Sen. David Craig, R-Big Bend, was even more outspoken, seeking cosponsors for a bill that would give the Legislature more checks over the governor’s emergency powers.

“To impair fundamental rights — as gathering bans, etc. do — the government must have a compelling state interest to do so AND must do so in a narrowly tailored and least restrictive means possible under the constitution,” Craig said in a memo to the full Legislature. “Without additional clarity by the executive branch, it is clear that this authority has been exceeded.”

Other Wisconsin conservatives have also questioned the government’s response to COVID-19. Moments after Fitzgerald and Vos spoke, Wisconsin Supreme Court Justice Rebecca Bradley tweeted a quote from Samuel Adams, one of the Founding Fathers.

“The liberties of our country..are worth defending at all hazards,” read Bradley’s tweet.

Bradley was also sharply critical of the Wisconsin Supreme Court on Sunday for temporarily halting all jury trials, saying if “the people’s constitutional rights may be suspended by the judicial branch in the name of a public health emergency, our freedom is in peril; our republic is lost.”

Vos and Fitzgerald were asked if they’d consider passing a resolution to revoke Evers’ emergency powers. Neither lawmaker indicated they were entertaining such a move.

“I’m not prepared to say that that would be something that we would even consider,” said Fitzgerald. “It’s not something I’ve considered.”

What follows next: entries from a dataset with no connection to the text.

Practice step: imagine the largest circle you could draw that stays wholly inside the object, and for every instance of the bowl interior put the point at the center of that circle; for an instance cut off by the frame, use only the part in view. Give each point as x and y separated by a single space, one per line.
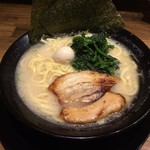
140 109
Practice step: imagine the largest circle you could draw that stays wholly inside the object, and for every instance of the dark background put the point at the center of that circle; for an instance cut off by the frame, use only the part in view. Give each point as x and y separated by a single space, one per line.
129 5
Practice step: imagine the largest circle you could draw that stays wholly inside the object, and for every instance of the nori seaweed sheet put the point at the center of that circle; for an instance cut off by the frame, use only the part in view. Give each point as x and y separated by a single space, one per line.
66 16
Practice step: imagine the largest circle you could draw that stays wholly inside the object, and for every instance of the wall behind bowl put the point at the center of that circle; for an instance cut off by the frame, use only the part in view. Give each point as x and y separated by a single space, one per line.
129 5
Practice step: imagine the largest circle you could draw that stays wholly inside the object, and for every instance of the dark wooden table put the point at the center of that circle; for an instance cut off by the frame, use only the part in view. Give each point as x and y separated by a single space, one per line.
15 21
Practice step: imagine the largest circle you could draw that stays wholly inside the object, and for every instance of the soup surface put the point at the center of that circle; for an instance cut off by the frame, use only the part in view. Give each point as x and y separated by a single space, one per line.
37 69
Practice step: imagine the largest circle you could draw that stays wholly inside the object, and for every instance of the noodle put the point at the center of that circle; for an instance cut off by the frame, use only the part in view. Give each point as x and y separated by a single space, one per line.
37 69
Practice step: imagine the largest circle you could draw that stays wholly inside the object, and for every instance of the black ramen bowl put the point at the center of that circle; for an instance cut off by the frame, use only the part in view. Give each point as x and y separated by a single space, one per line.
132 116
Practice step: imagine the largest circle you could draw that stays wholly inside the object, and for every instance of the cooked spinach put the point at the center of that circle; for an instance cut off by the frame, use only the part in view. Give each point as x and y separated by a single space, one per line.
91 53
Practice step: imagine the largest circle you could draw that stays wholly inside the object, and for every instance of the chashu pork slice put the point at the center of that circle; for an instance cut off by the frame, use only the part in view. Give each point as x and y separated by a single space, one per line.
106 105
78 89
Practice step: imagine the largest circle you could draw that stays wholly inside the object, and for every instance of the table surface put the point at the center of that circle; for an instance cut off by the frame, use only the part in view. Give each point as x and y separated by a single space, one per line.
15 21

Vos said Evers’ emergency powers were granted to him under a state law written to ensure continuity in government during a time of crisis. Once a governor declares a public health emergency, as Evers did March 12, Vos said his emergency powers last for up to 60 days.

“Once we get past that 60 days, we have to see a very clear-cut reason if there is any to extend beyond those 60 days,” Vos said.

Vos said the question of checks and balances between the Legislature, governor and court system would need to be revisited in the future. But right now, he said, was not the time.

“We’re going to be able to look back in hindsight and perhaps say we made a lot of mistakes,” Vos said. “But I don’t know how else we can get this virus under control.”